Despite the widespread belief that the initial Thanksgiving took place in Plymouth, Massachusetts, many Virginians are quick to claim that first celebration occurred two years prior, in 1619, at Berkeley Plantation on the shores of the James River. While the celebration at Berkeley Plantation was not centered around a meal, we can only imagine the bounty the Bay could have provided participants, just a decade removed from Captain John Smith's first voyage up the Chesapeake.
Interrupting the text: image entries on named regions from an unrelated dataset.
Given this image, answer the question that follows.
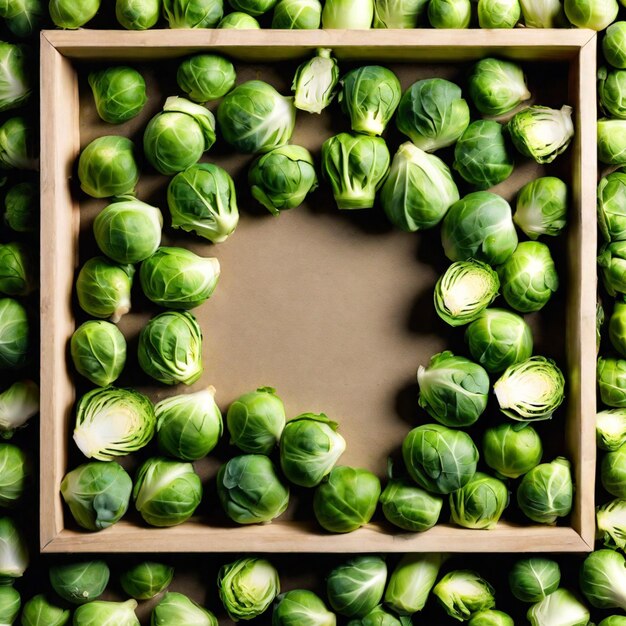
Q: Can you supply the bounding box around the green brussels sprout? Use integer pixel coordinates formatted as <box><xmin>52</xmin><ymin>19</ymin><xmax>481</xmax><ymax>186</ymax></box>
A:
<box><xmin>272</xmin><ymin>588</ymin><xmax>337</xmax><ymax>626</ymax></box>
<box><xmin>313</xmin><ymin>465</ymin><xmax>381</xmax><ymax>533</ymax></box>
<box><xmin>137</xmin><ymin>311</ymin><xmax>204</xmax><ymax>385</ymax></box>
<box><xmin>4</xmin><ymin>182</ymin><xmax>39</xmax><ymax>233</ymax></box>
<box><xmin>322</xmin><ymin>0</ymin><xmax>374</xmax><ymax>25</ymax></box>
<box><xmin>493</xmin><ymin>356</ymin><xmax>565</xmax><ymax>422</ymax></box>
<box><xmin>133</xmin><ymin>457</ymin><xmax>202</xmax><ymax>527</ymax></box>
<box><xmin>483</xmin><ymin>422</ymin><xmax>543</xmax><ymax>478</ymax></box>
<box><xmin>217</xmin><ymin>454</ymin><xmax>289</xmax><ymax>524</ymax></box>
<box><xmin>217</xmin><ymin>557</ymin><xmax>280</xmax><ymax>621</ymax></box>
<box><xmin>517</xmin><ymin>457</ymin><xmax>574</xmax><ymax>524</ymax></box>
<box><xmin>0</xmin><ymin>117</ymin><xmax>39</xmax><ymax>170</ymax></box>
<box><xmin>150</xmin><ymin>591</ymin><xmax>218</xmax><ymax>626</ymax></box>
<box><xmin>217</xmin><ymin>80</ymin><xmax>296</xmax><ymax>153</ymax></box>
<box><xmin>602</xmin><ymin>21</ymin><xmax>626</xmax><ymax>69</ymax></box>
<box><xmin>338</xmin><ymin>65</ymin><xmax>402</xmax><ymax>135</ymax></box>
<box><xmin>176</xmin><ymin>54</ymin><xmax>237</xmax><ymax>102</ymax></box>
<box><xmin>120</xmin><ymin>561</ymin><xmax>174</xmax><ymax>600</ymax></box>
<box><xmin>61</xmin><ymin>461</ymin><xmax>133</xmax><ymax>530</ymax></box>
<box><xmin>115</xmin><ymin>0</ymin><xmax>161</xmax><ymax>30</ymax></box>
<box><xmin>48</xmin><ymin>560</ymin><xmax>111</xmax><ymax>604</ymax></box>
<box><xmin>280</xmin><ymin>413</ymin><xmax>346</xmax><ymax>487</ymax></box>
<box><xmin>507</xmin><ymin>104</ymin><xmax>574</xmax><ymax>163</ymax></box>
<box><xmin>48</xmin><ymin>0</ymin><xmax>100</xmax><ymax>29</ymax></box>
<box><xmin>326</xmin><ymin>555</ymin><xmax>387</xmax><ymax>617</ymax></box>
<box><xmin>450</xmin><ymin>472</ymin><xmax>509</xmax><ymax>529</ymax></box>
<box><xmin>76</xmin><ymin>256</ymin><xmax>135</xmax><ymax>323</ymax></box>
<box><xmin>433</xmin><ymin>570</ymin><xmax>496</xmax><ymax>621</ymax></box>
<box><xmin>20</xmin><ymin>593</ymin><xmax>69</xmax><ymax>626</ymax></box>
<box><xmin>154</xmin><ymin>387</ymin><xmax>224</xmax><ymax>461</ymax></box>
<box><xmin>428</xmin><ymin>0</ymin><xmax>472</xmax><ymax>28</ymax></box>
<box><xmin>498</xmin><ymin>241</ymin><xmax>559</xmax><ymax>313</ymax></box>
<box><xmin>291</xmin><ymin>48</ymin><xmax>339</xmax><ymax>113</ymax></box>
<box><xmin>0</xmin><ymin>443</ymin><xmax>30</xmax><ymax>504</ymax></box>
<box><xmin>248</xmin><ymin>146</ymin><xmax>317</xmax><ymax>215</ymax></box>
<box><xmin>385</xmin><ymin>553</ymin><xmax>444</xmax><ymax>615</ymax></box>
<box><xmin>74</xmin><ymin>387</ymin><xmax>156</xmax><ymax>461</ymax></box>
<box><xmin>163</xmin><ymin>0</ymin><xmax>224</xmax><ymax>28</ymax></box>
<box><xmin>0</xmin><ymin>378</ymin><xmax>39</xmax><ymax>439</ymax></box>
<box><xmin>396</xmin><ymin>78</ymin><xmax>470</xmax><ymax>152</ymax></box>
<box><xmin>476</xmin><ymin>0</ymin><xmax>522</xmax><ymax>28</ymax></box>
<box><xmin>380</xmin><ymin>479</ymin><xmax>443</xmax><ymax>532</ymax></box>
<box><xmin>88</xmin><ymin>66</ymin><xmax>148</xmax><ymax>124</ymax></box>
<box><xmin>72</xmin><ymin>600</ymin><xmax>139</xmax><ymax>626</ymax></box>
<box><xmin>322</xmin><ymin>133</ymin><xmax>389</xmax><ymax>209</ymax></box>
<box><xmin>167</xmin><ymin>163</ymin><xmax>239</xmax><ymax>243</ymax></box>
<box><xmin>417</xmin><ymin>350</ymin><xmax>489</xmax><ymax>428</ymax></box>
<box><xmin>380</xmin><ymin>141</ymin><xmax>459</xmax><ymax>232</ymax></box>
<box><xmin>272</xmin><ymin>0</ymin><xmax>322</xmax><ymax>29</ymax></box>
<box><xmin>143</xmin><ymin>96</ymin><xmax>215</xmax><ymax>176</ymax></box>
<box><xmin>0</xmin><ymin>298</ymin><xmax>30</xmax><ymax>368</ymax></box>
<box><xmin>226</xmin><ymin>387</ymin><xmax>286</xmax><ymax>454</ymax></box>
<box><xmin>452</xmin><ymin>120</ymin><xmax>513</xmax><ymax>189</ymax></box>
<box><xmin>509</xmin><ymin>557</ymin><xmax>561</xmax><ymax>603</ymax></box>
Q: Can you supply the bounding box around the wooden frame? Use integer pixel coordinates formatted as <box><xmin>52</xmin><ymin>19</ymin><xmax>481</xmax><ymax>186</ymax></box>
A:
<box><xmin>40</xmin><ymin>29</ymin><xmax>596</xmax><ymax>552</ymax></box>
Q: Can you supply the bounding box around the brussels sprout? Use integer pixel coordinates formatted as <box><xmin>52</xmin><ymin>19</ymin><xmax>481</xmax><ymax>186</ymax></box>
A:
<box><xmin>322</xmin><ymin>133</ymin><xmax>389</xmax><ymax>209</ymax></box>
<box><xmin>450</xmin><ymin>472</ymin><xmax>509</xmax><ymax>529</ymax></box>
<box><xmin>120</xmin><ymin>561</ymin><xmax>174</xmax><ymax>600</ymax></box>
<box><xmin>0</xmin><ymin>242</ymin><xmax>37</xmax><ymax>296</ymax></box>
<box><xmin>226</xmin><ymin>387</ymin><xmax>286</xmax><ymax>454</ymax></box>
<box><xmin>0</xmin><ymin>378</ymin><xmax>39</xmax><ymax>439</ymax></box>
<box><xmin>133</xmin><ymin>457</ymin><xmax>202</xmax><ymax>527</ymax></box>
<box><xmin>137</xmin><ymin>311</ymin><xmax>204</xmax><ymax>385</ymax></box>
<box><xmin>248</xmin><ymin>146</ymin><xmax>317</xmax><ymax>215</ymax></box>
<box><xmin>143</xmin><ymin>96</ymin><xmax>215</xmax><ymax>176</ymax></box>
<box><xmin>596</xmin><ymin>499</ymin><xmax>626</xmax><ymax>551</ymax></box>
<box><xmin>380</xmin><ymin>141</ymin><xmax>459</xmax><ymax>232</ymax></box>
<box><xmin>579</xmin><ymin>550</ymin><xmax>626</xmax><ymax>611</ymax></box>
<box><xmin>291</xmin><ymin>48</ymin><xmax>339</xmax><ymax>113</ymax></box>
<box><xmin>0</xmin><ymin>443</ymin><xmax>30</xmax><ymax>504</ymax></box>
<box><xmin>48</xmin><ymin>561</ymin><xmax>110</xmax><ymax>604</ymax></box>
<box><xmin>326</xmin><ymin>555</ymin><xmax>387</xmax><ymax>617</ymax></box>
<box><xmin>20</xmin><ymin>594</ymin><xmax>69</xmax><ymax>626</ymax></box>
<box><xmin>441</xmin><ymin>191</ymin><xmax>517</xmax><ymax>265</ymax></box>
<box><xmin>176</xmin><ymin>54</ymin><xmax>237</xmax><ymax>102</ymax></box>
<box><xmin>385</xmin><ymin>553</ymin><xmax>444</xmax><ymax>615</ymax></box>
<box><xmin>433</xmin><ymin>570</ymin><xmax>496</xmax><ymax>621</ymax></box>
<box><xmin>322</xmin><ymin>0</ymin><xmax>374</xmax><ymax>25</ymax></box>
<box><xmin>217</xmin><ymin>557</ymin><xmax>280</xmax><ymax>621</ymax></box>
<box><xmin>0</xmin><ymin>517</ymin><xmax>29</xmax><ymax>576</ymax></box>
<box><xmin>0</xmin><ymin>117</ymin><xmax>37</xmax><ymax>171</ymax></box>
<box><xmin>115</xmin><ymin>0</ymin><xmax>161</xmax><ymax>30</ymax></box>
<box><xmin>396</xmin><ymin>78</ymin><xmax>470</xmax><ymax>152</ymax></box>
<box><xmin>167</xmin><ymin>163</ymin><xmax>239</xmax><ymax>243</ymax></box>
<box><xmin>483</xmin><ymin>423</ymin><xmax>543</xmax><ymax>478</ymax></box>
<box><xmin>163</xmin><ymin>0</ymin><xmax>224</xmax><ymax>28</ymax></box>
<box><xmin>402</xmin><ymin>424</ymin><xmax>478</xmax><ymax>495</ymax></box>
<box><xmin>74</xmin><ymin>387</ymin><xmax>156</xmax><ymax>461</ymax></box>
<box><xmin>380</xmin><ymin>480</ymin><xmax>443</xmax><ymax>532</ymax></box>
<box><xmin>4</xmin><ymin>182</ymin><xmax>39</xmax><ymax>233</ymax></box>
<box><xmin>507</xmin><ymin>105</ymin><xmax>574</xmax><ymax>163</ymax></box>
<box><xmin>154</xmin><ymin>387</ymin><xmax>224</xmax><ymax>461</ymax></box>
<box><xmin>217</xmin><ymin>454</ymin><xmax>289</xmax><ymax>524</ymax></box>
<box><xmin>272</xmin><ymin>589</ymin><xmax>337</xmax><ymax>626</ymax></box>
<box><xmin>476</xmin><ymin>0</ymin><xmax>522</xmax><ymax>28</ymax></box>
<box><xmin>48</xmin><ymin>0</ymin><xmax>100</xmax><ymax>28</ymax></box>
<box><xmin>72</xmin><ymin>600</ymin><xmax>139</xmax><ymax>626</ymax></box>
<box><xmin>0</xmin><ymin>298</ymin><xmax>30</xmax><ymax>368</ymax></box>
<box><xmin>313</xmin><ymin>465</ymin><xmax>381</xmax><ymax>533</ymax></box>
<box><xmin>150</xmin><ymin>591</ymin><xmax>218</xmax><ymax>626</ymax></box>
One Bay staple that could have graced the first Thanksgiving table is the mighty oyster. Smith's journals tell the story of a Bay with so many oysters, they "lay as thick as stones." Oysters formed reefs so healthy and large that they later posed navigational hazards to ships sailing up and down the Chesapeake. And these oysters were as critical to the Bay's ecosystem then as they are today. Not only do they serve as filtering powerhouses, with a single adult oyster filtering up to 50 gallons of water each day, but oyster reefs form perfect habitat for other creatures like blue crabs and fish that make their home in the Bay. An excerpt from Smith's journal reveals the extent of the fisheries in the Bay on his first journey—
"[We found an] aboundance [sic] of fish, lying so thicke [sic] with their heads above the water, as for want of nets…neither better fish, more plenty, nor more variety for smal [sic] fish, had any of us ever seene [sic] in any place so swimming in the water."
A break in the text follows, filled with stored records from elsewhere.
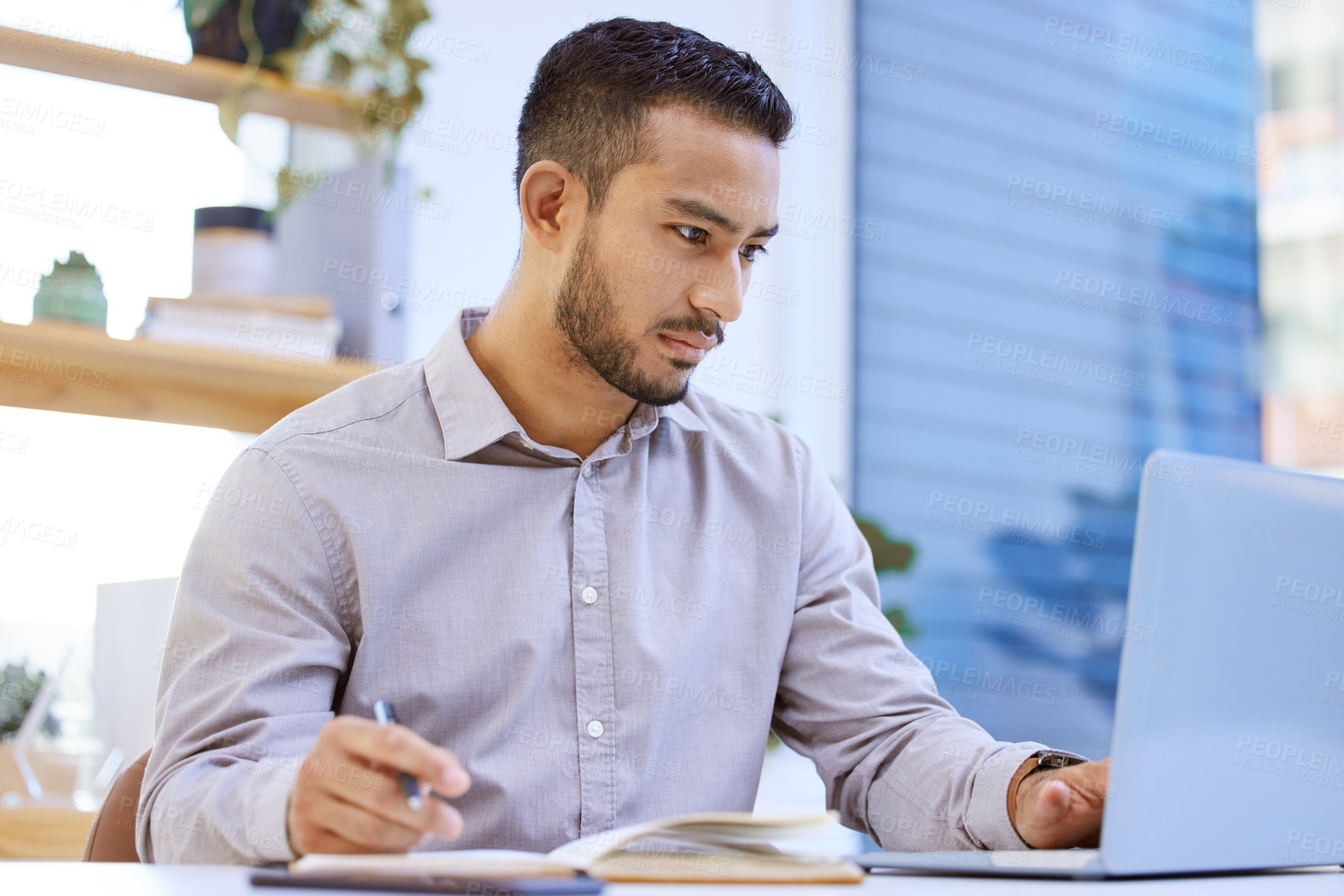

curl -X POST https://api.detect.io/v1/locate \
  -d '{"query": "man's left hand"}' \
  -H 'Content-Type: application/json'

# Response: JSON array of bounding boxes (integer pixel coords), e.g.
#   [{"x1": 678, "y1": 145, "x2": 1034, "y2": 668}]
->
[{"x1": 1013, "y1": 759, "x2": 1110, "y2": 849}]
Fast forward 400 years, and the Bay's native oyster population is a fraction of historical levels. Efforts to restore the oyster population are underway and shifted to another gear with the launch of the Chesapeake Oyster Alliance—a coalition of non-profits, community organizations, oyster growers, and others committed to adding 10 billion new oysters to the Bay by 2025. The revival of the Bay's oyster population will not only provide a bevy of ecological benefits, but also serve as an economic driver.
The oyster, however, was not the only Bay critter in abundance at the time of the first Thanksgiving. Returning to Smith's journals, he wrote that the Bay and its rivers contained more sturgeon "than could be devoured by dog or man." The Bay's largest native fish, the sturgeon was here long before the first Thanksgiving. Dating back 120 million years, the Atlantic sturgeon once thrived in the waters in and around the Chesapeake Bay. But these dinosaurs of the Chesapeake were listed as endangered in 2012 after their population plummeted from poor water quality, habitat destruction, and overfishing. Like the oyster however, sturgeons are making a comeback. Recently, researchers at Virginia Commonwealth University found baby sturgeon in their trawling nets, providing hope that the fishery is recovering thanks to improving water quality.
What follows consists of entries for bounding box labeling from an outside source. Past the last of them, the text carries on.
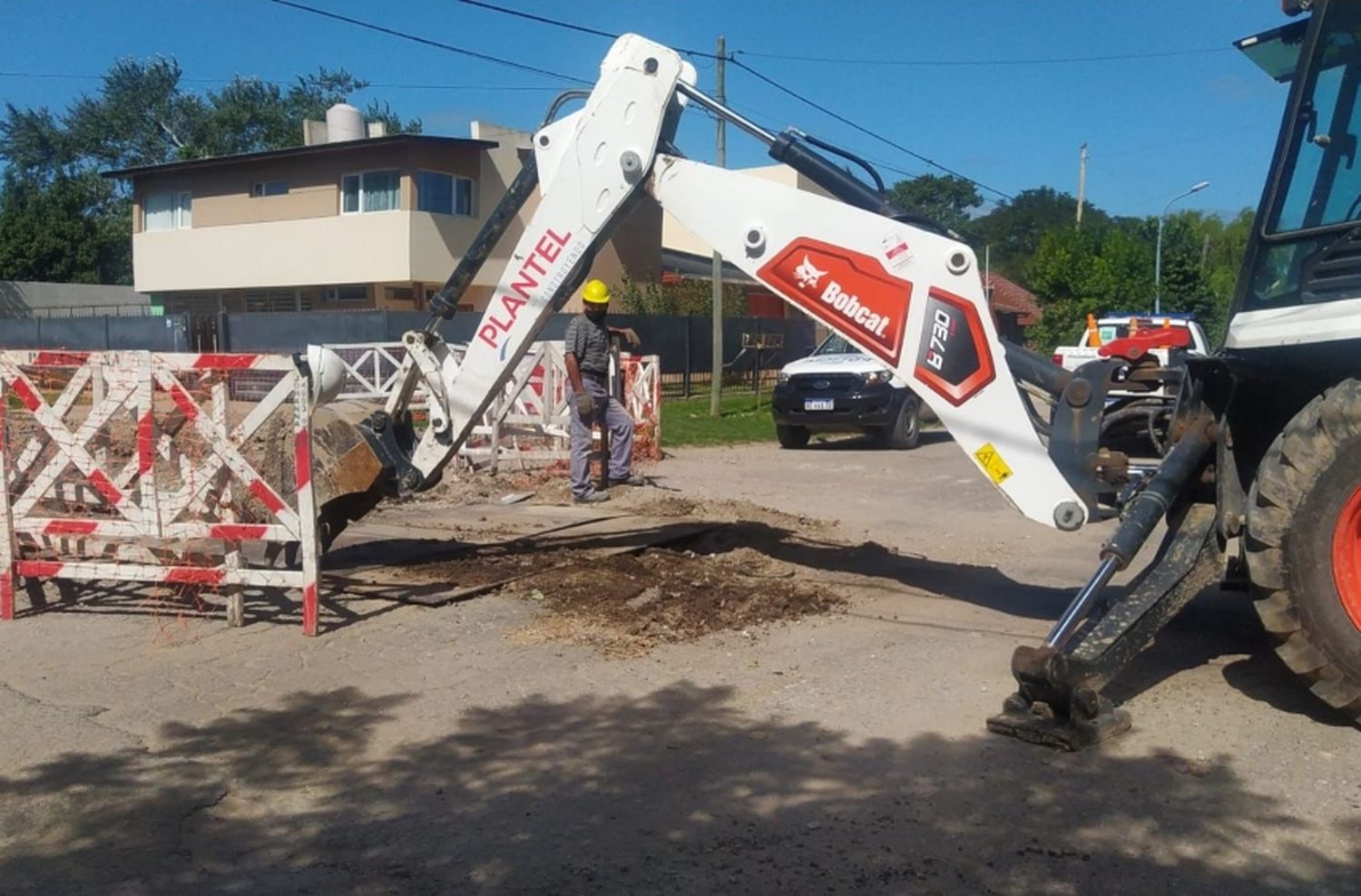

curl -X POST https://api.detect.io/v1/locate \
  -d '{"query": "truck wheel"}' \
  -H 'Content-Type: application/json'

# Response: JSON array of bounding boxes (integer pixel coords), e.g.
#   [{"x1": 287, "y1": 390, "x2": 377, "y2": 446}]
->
[
  {"x1": 1246, "y1": 379, "x2": 1361, "y2": 721},
  {"x1": 879, "y1": 394, "x2": 922, "y2": 449},
  {"x1": 775, "y1": 424, "x2": 810, "y2": 447}
]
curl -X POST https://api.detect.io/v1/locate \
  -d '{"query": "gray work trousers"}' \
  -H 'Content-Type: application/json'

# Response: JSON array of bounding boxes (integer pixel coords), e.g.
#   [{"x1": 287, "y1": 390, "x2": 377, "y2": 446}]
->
[{"x1": 568, "y1": 374, "x2": 633, "y2": 498}]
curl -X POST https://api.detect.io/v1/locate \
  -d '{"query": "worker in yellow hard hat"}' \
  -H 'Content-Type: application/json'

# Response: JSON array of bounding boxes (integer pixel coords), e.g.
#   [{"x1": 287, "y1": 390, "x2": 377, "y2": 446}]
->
[{"x1": 565, "y1": 280, "x2": 644, "y2": 504}]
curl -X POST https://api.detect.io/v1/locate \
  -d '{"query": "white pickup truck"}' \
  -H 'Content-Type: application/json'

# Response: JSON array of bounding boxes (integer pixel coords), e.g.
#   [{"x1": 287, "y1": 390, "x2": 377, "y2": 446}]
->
[
  {"x1": 1053, "y1": 314, "x2": 1210, "y2": 457},
  {"x1": 1053, "y1": 314, "x2": 1210, "y2": 375}
]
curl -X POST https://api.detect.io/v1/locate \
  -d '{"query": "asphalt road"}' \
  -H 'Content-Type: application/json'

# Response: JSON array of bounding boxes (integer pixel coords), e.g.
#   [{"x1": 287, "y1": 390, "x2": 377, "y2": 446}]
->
[{"x1": 0, "y1": 435, "x2": 1361, "y2": 893}]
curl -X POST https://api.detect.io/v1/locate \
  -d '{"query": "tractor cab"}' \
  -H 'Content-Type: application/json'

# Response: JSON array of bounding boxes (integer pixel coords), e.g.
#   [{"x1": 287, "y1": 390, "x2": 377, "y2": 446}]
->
[{"x1": 1227, "y1": 0, "x2": 1361, "y2": 333}]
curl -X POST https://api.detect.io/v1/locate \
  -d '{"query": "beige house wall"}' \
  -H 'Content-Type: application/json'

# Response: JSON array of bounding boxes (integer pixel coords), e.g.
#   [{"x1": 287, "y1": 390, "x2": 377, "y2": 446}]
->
[{"x1": 123, "y1": 122, "x2": 661, "y2": 310}]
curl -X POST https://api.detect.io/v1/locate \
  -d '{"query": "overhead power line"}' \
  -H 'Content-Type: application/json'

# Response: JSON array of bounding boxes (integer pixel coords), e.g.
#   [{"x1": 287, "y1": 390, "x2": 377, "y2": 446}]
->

Whether oysters, sturgeon, or countless other critters, the bounty of the Bay is a gift we should treasure and protect. Now at more than 18 million people living in the Bay watershed, the massive population surge over the past several centuries has unquestionably altered the water quality and habitat of these critters. But while the Bay will never return to its state when the first Thanksgiving occurred, we have the responsibility to steward this precious resource. With continued restoration efforts and implementation of the Chesapeake Clean Water Blueprint, we can ensure oysters, sturgeon, and others will thrive for generations to come.